Osip’s work is meant to reflect the current state of the world we live in. Using a diverse array of materials, she meditates on the present “uncertainty, if not downright chaos of these times.” Osip believes this state of chaos is “the result of the great inequities that exist in our society.” Through her sculptural works, and eclectic use of materials within them, Osip seeks to visually communicate “the consequences of these inequities and the resulting turmoil.” The turmoil she reflects on includes the ruins caused by natural disasters such as “mudslides, fires, floods and tornadoes due to global warming.” Osip specifies that “the driving impetus and inspiration” for her work is “the deep loss caused by global warming.” Additionally, she shares that over the past thirty years, “cycles of life and death” have been recurring themes in her sculptures. 

In her 2020 work Red, she employs wood, red paint, and tar to create the appearance of ruins. The lumpy, thick texture of the tar is evident throughout the sculpture and further emphasized by the red paint. Osip’s choice of red for the paint and title of the work in turn evokes the mood of the sculpture; The color red is often associated with caution and danger, and she appears to adhere to this connotation with her representation of turmoil. Sharp, jagged edges of wood stick out from all directions, accentuating the aftermath of a natural disaster. More specifically, the culmination of wood, paint, and tar illustrates the destruction caused by a fire. Her fragmented, yet rectangular forms convey the illusion that these damaged forms were once part of a building, prior to the devastation of the fire.
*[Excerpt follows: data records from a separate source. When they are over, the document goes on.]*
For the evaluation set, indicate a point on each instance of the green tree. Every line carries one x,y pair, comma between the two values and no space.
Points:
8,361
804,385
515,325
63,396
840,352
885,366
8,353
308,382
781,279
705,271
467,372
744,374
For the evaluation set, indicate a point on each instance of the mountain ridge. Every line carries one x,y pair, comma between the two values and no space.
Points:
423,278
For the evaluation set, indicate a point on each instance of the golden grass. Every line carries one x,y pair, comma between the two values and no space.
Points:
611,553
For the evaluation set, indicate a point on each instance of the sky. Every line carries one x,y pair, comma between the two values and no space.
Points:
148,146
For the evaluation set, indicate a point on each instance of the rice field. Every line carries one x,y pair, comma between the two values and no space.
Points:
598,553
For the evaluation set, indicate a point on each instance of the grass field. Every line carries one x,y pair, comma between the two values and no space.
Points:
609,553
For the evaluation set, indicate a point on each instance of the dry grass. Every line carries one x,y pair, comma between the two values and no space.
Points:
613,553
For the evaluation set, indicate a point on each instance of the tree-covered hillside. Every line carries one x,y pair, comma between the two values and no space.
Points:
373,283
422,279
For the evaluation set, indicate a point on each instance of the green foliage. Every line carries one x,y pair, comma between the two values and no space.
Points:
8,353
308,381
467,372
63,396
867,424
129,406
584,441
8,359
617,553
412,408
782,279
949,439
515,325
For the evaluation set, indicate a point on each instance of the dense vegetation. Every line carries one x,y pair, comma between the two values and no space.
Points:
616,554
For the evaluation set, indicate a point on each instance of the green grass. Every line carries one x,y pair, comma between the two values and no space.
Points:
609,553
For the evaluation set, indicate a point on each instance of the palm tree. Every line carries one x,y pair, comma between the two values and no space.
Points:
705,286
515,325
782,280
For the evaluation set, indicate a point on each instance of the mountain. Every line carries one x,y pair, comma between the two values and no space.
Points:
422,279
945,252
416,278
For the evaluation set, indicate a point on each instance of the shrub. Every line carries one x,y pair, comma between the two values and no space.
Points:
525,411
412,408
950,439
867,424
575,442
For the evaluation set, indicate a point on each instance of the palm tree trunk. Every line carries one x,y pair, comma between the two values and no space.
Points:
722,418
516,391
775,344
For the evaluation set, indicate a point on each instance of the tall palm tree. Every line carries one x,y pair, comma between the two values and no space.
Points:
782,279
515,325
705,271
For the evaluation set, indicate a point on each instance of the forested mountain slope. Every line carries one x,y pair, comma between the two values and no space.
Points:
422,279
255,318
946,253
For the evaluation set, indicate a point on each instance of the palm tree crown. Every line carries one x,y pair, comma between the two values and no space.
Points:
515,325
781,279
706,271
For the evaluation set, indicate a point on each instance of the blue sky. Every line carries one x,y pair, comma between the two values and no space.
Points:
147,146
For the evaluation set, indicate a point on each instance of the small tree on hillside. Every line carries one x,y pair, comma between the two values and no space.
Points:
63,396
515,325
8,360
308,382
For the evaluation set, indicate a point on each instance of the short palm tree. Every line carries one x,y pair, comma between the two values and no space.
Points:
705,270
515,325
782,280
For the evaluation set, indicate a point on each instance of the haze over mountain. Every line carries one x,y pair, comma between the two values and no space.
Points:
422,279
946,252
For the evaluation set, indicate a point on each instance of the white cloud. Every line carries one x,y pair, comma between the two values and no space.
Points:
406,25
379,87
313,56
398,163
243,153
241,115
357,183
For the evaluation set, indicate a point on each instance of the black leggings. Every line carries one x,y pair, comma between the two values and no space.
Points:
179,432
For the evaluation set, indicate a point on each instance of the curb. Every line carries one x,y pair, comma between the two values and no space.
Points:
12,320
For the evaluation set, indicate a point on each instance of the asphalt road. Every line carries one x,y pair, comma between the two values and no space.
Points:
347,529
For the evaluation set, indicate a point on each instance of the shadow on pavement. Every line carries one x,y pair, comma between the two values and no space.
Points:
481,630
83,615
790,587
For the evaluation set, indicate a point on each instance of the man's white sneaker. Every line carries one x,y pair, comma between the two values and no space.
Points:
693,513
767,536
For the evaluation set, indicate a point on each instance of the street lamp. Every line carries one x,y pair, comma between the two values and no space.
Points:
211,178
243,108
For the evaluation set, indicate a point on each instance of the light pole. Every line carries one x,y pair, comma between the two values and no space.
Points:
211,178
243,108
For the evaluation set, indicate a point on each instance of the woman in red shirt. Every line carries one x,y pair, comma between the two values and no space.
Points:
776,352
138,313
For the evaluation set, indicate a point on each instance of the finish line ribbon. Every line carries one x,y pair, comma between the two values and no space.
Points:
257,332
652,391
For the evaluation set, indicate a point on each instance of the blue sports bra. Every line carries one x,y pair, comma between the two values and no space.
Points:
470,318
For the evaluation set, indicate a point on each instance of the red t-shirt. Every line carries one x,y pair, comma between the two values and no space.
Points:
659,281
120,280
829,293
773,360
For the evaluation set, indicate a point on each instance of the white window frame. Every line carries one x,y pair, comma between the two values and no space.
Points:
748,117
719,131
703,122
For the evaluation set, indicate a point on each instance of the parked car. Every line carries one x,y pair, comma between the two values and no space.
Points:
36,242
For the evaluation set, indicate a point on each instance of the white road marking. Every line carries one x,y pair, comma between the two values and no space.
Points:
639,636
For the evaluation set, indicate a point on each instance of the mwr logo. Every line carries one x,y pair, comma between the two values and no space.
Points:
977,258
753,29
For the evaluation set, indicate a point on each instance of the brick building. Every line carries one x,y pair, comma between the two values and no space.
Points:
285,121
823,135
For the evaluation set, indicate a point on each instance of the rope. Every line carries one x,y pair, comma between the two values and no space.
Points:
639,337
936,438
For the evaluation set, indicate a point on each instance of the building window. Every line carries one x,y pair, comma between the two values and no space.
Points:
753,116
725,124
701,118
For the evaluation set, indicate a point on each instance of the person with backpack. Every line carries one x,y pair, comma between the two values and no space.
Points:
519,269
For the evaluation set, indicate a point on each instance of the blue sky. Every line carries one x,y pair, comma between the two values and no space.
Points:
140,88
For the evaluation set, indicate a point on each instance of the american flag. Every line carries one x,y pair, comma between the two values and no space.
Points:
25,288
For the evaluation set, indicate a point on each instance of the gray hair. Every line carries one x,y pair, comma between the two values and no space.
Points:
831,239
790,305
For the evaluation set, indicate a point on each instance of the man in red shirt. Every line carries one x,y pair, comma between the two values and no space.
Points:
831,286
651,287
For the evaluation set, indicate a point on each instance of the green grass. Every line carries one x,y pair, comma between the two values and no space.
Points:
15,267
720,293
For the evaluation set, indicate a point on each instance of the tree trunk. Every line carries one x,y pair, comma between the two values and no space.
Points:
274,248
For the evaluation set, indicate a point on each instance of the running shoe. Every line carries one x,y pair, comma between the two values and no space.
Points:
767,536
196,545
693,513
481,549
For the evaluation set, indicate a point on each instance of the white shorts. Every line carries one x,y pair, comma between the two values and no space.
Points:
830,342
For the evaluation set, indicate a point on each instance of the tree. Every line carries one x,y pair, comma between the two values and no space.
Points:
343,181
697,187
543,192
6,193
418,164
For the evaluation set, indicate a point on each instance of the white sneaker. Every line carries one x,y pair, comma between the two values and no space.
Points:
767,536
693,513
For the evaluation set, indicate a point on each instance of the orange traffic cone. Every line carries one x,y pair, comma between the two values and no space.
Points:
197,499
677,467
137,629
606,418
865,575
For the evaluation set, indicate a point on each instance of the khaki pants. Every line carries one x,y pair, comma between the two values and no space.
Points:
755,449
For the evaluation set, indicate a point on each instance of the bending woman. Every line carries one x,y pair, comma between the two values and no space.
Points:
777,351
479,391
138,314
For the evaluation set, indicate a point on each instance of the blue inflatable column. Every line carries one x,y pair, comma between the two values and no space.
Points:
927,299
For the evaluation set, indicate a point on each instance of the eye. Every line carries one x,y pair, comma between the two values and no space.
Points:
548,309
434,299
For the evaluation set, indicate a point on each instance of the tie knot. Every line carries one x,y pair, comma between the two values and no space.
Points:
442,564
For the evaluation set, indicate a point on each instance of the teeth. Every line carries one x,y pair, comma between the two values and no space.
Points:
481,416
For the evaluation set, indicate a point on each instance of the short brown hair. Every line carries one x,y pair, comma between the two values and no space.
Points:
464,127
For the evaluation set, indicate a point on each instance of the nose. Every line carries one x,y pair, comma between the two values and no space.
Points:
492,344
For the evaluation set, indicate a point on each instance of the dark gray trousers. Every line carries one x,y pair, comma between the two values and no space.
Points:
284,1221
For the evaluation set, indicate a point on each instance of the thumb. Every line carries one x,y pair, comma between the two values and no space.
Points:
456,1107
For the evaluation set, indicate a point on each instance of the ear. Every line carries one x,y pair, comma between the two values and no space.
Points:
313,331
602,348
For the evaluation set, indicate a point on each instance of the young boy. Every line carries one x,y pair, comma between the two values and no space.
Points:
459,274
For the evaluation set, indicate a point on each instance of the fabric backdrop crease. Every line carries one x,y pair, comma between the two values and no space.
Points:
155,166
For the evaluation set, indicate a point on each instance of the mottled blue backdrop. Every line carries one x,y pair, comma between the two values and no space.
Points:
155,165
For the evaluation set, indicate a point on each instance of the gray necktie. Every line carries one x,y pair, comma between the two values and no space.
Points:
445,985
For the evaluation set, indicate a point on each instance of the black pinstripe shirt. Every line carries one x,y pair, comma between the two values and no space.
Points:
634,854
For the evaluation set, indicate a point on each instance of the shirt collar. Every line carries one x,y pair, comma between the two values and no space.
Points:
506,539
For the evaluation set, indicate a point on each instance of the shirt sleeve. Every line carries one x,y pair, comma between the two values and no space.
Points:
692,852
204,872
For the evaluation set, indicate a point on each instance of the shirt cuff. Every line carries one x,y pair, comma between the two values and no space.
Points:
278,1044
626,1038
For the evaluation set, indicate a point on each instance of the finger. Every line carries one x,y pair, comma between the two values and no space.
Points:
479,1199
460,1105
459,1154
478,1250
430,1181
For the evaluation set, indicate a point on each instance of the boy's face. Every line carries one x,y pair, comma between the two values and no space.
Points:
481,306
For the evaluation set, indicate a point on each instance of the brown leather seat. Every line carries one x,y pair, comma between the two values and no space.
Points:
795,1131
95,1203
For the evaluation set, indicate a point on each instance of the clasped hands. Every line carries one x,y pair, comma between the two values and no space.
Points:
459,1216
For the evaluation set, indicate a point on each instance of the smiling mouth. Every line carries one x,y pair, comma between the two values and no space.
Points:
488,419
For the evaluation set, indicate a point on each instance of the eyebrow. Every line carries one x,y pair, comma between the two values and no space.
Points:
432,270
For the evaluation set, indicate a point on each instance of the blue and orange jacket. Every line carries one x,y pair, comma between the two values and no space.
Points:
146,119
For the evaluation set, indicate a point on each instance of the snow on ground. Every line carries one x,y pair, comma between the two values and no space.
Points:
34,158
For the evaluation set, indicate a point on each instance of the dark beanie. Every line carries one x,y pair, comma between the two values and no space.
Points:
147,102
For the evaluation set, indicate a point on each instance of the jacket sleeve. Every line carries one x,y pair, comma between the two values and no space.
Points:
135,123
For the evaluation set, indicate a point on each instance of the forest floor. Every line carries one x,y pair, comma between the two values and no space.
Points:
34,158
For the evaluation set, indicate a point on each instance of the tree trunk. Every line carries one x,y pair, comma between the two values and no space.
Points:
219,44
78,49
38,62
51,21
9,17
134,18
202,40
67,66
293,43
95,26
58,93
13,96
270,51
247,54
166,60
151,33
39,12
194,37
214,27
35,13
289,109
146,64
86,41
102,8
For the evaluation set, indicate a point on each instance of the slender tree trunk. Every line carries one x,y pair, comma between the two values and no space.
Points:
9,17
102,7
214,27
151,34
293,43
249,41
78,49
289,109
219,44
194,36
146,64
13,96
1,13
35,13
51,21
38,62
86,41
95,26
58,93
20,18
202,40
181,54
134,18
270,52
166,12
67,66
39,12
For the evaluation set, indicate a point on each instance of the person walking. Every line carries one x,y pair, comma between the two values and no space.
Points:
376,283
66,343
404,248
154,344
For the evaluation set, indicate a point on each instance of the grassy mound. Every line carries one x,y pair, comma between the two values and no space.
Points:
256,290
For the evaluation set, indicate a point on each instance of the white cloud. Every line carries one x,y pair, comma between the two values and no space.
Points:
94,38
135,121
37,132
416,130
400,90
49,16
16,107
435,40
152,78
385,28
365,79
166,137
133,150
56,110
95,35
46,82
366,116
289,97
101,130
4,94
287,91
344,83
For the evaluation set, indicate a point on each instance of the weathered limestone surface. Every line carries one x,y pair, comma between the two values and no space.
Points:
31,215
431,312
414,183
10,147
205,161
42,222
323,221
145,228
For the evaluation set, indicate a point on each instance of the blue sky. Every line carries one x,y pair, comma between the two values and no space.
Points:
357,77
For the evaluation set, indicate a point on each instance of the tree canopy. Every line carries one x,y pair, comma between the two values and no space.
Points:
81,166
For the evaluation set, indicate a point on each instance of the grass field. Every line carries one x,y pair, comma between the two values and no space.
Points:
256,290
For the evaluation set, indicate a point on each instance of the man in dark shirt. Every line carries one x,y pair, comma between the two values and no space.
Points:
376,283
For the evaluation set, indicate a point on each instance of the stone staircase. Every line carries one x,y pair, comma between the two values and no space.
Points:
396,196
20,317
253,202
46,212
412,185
Perhaps the year Osip composed this sculpture, 2020, can also align with themes of recurring cycles of life and death in more ways than one. 2020 was the year that the COVID-19 pandemic reached its horrific peak. People all over the world fell ill, with at least 3 million people dying at the hand of the virus, as documented by the World Health Organization. The pandemic also brought with it economic turmoil, with countless people losing their jobs and businesses. While Osip’s Red illustrates destruction as a result of a fire, perhaps it can also allude to the global destruction and turmoil of COVID-19. Be it the destruction of land or lives, Osip’s Red prompts viewers to confront a visual representation of death and destruction, while in turn reflecting on the remnants of the life that once was.